September 10, 2012

Stephen Strasburg

The division-leading Washington Nationals baseball team has gone ahead with their plan and shut their prize young pitcher Stephen Strasburg down for the season. He's coming off Tommy John surgery and team management had decided early to only let him pitch 160 innings, even if they had a chance to go to the postseason with him.

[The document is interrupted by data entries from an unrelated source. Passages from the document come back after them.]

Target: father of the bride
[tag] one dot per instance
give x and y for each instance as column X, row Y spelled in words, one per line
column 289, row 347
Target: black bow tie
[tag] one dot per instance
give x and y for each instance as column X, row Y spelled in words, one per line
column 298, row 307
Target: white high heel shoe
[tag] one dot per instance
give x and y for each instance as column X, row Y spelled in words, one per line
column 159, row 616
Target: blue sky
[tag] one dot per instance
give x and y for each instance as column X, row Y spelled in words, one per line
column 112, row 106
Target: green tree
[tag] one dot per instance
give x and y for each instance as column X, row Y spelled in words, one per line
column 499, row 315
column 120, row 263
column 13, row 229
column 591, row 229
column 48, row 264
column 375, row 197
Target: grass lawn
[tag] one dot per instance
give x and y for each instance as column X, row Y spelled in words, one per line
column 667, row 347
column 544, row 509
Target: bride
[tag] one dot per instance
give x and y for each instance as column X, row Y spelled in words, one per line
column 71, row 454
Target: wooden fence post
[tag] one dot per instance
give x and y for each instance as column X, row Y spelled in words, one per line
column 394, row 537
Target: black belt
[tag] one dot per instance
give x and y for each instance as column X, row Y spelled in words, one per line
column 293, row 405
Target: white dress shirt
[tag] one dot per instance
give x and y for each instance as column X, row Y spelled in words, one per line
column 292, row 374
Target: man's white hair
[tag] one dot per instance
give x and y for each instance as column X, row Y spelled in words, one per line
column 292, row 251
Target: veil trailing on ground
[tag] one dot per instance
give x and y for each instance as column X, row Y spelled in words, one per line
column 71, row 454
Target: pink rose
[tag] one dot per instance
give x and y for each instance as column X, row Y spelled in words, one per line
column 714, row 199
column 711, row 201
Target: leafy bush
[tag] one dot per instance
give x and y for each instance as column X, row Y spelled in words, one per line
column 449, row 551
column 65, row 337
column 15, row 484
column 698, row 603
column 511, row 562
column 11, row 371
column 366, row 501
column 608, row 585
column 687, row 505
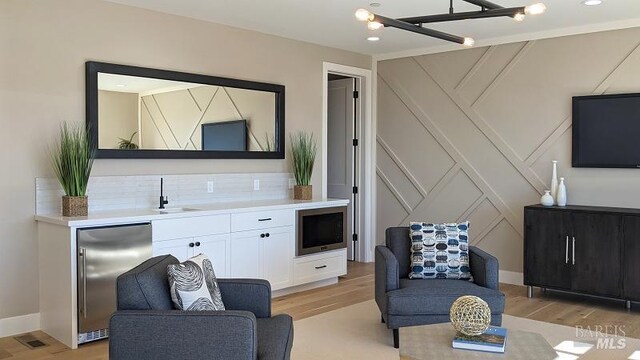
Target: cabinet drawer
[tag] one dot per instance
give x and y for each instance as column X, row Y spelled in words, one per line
column 319, row 267
column 189, row 227
column 261, row 220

I don't have anything intelligent to say about Strasburg, I just wanted to use this opportunity to post a link to a video I saw on the evening sports news on May 6, 1998. I was sitting on the couch talking to my wife with the TV on but the volume off, so I didn't get any audio hints about what was coming. I vaguely recognized Kerry Wood, the Chicago Cubs' 20-year-old phenom pitcher, and was hardly surprised when they started showing clips of his strikeout pitches from that afternoon's game at Wrigley Field against the hard-hitting Houston Astros (Bagwell & Biggio). 

But I became increasingly distracted from my conversation as the strikeout pitch clips kept going on and on, past all reasonable limits, a dozen, a dozen and a half, and still kept piling up. And the pitches weren't just Wood's 98 mph fastball. He was getting bizarre motion on the ball. By the end of the game (the 19th is 3:00 into the video), Wood was throwing what looked like 90+ mph whiffle balls at the befuddled batters. The catcher could barely backhand the 20th and last strikeout pitch, which broke two feet horizontally from right to left. The poor batter would have needed a pool cue to get any wood on the ball.

Was Wood's 20 strikeout one-hitter in batter-friendly Wrigley Field in 1998, the McGwire-Sosa peak of the steroid slugger era, the greatest game ever pitched? Many people think so.

I saw Sandy Koufax pitch at Dodger Stadium when I was five, and have been a big Koufax fan ever since. But Koufax was pitching with a huge vertical strikezone, bottom of the knees to shoulders. So he threw two main pitches: a curve that dropped sharply (but didn't swerve much horizontally like Wood's last pitch) and a rising fastball. A baseball thrown hard enough with enough backspin will tend to sail upward above its natural trajectory and that's what a lot of legendary 1960s pitchers threw. (By rising fastball, I mean one that falls slower than gravity alone would imply.) Pitching 320 innings per year burned out Koufax, who retired in 1966 after going 27-9. 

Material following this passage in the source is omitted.